Italie – Rome – Du 23 au 26 mai

 

Lettre à une vieille amie

 

            Rome c’est la ville éternelle. Une ville qui a marqué l’Histoire comme peu de villes peuvent s’en vanter. Rome c’est aussi pour moi (Aurélien) une histoire personnelle. De septembre 2011 à janvier 2012 j’ai eu la chance d’y vivre en tant qu’étudiant Erasmus, y vivre réellement mon premier désir de l’étranger.

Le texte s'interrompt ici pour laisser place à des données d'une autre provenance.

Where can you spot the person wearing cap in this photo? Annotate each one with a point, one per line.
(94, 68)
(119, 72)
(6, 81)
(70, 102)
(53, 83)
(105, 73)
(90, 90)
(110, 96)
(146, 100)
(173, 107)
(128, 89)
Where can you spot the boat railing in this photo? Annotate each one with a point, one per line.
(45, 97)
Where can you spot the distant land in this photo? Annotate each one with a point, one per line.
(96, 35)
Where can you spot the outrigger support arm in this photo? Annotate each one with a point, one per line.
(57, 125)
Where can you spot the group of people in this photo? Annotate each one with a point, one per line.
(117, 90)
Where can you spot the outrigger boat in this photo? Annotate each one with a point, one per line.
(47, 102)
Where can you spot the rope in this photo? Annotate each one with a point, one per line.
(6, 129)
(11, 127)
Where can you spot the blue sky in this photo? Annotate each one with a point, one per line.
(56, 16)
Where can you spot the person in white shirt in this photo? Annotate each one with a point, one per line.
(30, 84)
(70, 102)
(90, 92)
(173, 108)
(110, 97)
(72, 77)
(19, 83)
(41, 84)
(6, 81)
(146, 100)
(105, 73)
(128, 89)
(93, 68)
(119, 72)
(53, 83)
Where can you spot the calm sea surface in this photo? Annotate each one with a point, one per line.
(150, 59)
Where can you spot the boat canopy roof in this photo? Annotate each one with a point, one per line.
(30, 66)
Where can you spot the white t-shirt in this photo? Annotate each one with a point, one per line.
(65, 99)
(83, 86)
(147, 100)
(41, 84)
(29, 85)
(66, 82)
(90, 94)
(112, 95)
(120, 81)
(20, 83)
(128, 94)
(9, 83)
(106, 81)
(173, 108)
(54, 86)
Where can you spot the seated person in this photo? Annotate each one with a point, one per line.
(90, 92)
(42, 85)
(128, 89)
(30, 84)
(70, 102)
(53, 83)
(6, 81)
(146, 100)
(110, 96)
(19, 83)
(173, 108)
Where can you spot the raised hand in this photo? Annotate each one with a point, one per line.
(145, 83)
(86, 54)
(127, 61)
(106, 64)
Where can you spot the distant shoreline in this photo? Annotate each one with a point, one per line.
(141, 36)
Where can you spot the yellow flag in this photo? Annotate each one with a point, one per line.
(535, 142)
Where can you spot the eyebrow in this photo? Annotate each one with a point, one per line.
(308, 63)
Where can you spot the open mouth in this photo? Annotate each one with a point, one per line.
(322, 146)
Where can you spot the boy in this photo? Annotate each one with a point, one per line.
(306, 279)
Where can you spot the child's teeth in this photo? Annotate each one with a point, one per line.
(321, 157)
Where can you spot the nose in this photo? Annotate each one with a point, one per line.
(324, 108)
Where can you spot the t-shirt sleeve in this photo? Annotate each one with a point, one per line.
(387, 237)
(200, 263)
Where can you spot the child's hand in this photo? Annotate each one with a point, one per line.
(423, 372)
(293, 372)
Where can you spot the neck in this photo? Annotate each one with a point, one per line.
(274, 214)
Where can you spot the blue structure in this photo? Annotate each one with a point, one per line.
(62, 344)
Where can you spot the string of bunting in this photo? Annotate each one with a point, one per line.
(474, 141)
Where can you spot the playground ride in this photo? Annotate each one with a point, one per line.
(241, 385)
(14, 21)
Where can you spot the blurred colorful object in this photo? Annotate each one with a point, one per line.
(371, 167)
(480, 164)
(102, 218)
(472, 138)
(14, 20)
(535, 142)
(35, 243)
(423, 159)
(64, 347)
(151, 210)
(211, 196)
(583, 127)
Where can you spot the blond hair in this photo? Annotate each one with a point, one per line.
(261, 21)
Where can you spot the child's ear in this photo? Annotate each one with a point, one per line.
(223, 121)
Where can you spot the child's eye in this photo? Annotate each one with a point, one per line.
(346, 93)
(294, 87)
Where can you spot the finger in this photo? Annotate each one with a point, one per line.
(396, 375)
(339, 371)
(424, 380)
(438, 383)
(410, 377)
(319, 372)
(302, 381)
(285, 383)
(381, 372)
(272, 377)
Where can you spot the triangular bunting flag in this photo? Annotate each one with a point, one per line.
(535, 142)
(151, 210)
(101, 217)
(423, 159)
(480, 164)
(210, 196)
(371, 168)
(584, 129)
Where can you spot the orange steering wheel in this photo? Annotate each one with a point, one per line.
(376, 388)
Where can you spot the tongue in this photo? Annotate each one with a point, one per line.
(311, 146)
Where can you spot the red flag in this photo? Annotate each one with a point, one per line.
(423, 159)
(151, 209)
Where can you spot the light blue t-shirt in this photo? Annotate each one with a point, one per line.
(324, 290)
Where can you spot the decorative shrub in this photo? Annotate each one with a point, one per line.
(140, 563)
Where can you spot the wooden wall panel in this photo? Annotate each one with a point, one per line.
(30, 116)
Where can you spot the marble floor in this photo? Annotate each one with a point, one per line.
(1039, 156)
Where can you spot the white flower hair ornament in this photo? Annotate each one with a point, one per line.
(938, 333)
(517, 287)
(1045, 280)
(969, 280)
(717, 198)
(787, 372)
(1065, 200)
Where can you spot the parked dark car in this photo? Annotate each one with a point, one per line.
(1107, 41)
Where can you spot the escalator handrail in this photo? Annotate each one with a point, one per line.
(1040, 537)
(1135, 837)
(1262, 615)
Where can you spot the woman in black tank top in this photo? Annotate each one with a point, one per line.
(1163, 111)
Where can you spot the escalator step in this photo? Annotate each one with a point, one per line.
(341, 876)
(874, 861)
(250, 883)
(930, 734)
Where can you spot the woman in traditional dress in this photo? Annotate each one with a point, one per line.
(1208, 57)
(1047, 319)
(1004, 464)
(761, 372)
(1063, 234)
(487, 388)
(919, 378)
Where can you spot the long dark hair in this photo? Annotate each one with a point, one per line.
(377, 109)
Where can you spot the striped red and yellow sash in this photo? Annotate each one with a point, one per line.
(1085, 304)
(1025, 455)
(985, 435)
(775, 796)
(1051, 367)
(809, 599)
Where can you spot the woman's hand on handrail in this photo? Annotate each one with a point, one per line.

            Nous y sommes arrivées par bus, à la gare routière de Tiburtina (souvenir de mon amie Gaëlle cherchant une adresse de collocation sur cette interminable avenue). Nous rejoignons très vite le Circus Maximus, à côté duquel nous dormons. Orlando, le chef des lieux, nous montre une carte avec les lieux à voir. Je lui dis avoir vécu ici, mais il continue. Je ne l’écoute pas, mes yeux, plongés dans les noms de la ville, reconnaissent instantanément tous ces lieux, ces petites rues. Tout est resté présent dans ma mémoire. Rome ville éternelle.

                Je fais découvrir la ville à Barbara en passant par la Place d’Espagne puis par la fontaine de Trévi, qui sont chargées de touristes. Malgré la cohue, nous en profitons pour regarder cette belle œuvre baroque de Salvi. On se dit qu’on reviendra le soir espérant qu’il y ait moins de monde. Nous poursuivons vers le Panthéon. Si à l’origine il s’agissait d’un monument grecque, il a ensuite été transformé en Église au VIIèmes siècles (sainte Marie des Martyrs). Bien que sa décoration intérieur soit d’une simplicité rare, la forme parfaite circulaire de l’ouverture sommitale est fascinante. Elle est encore plus les jours de pluie, à travers laquelle les perles d’eau semblent ralentir leur course une fois dans l’enceinte. L’édifice a notre préférence. Dans la foulée nous rejoignons la place Navona, célèbre grande place ovale où de nombreux peintres s’installent. C’est une place très belle, où siègent plusieurs fontaines avec sculptures. L’église Sainte Agnès est à voir.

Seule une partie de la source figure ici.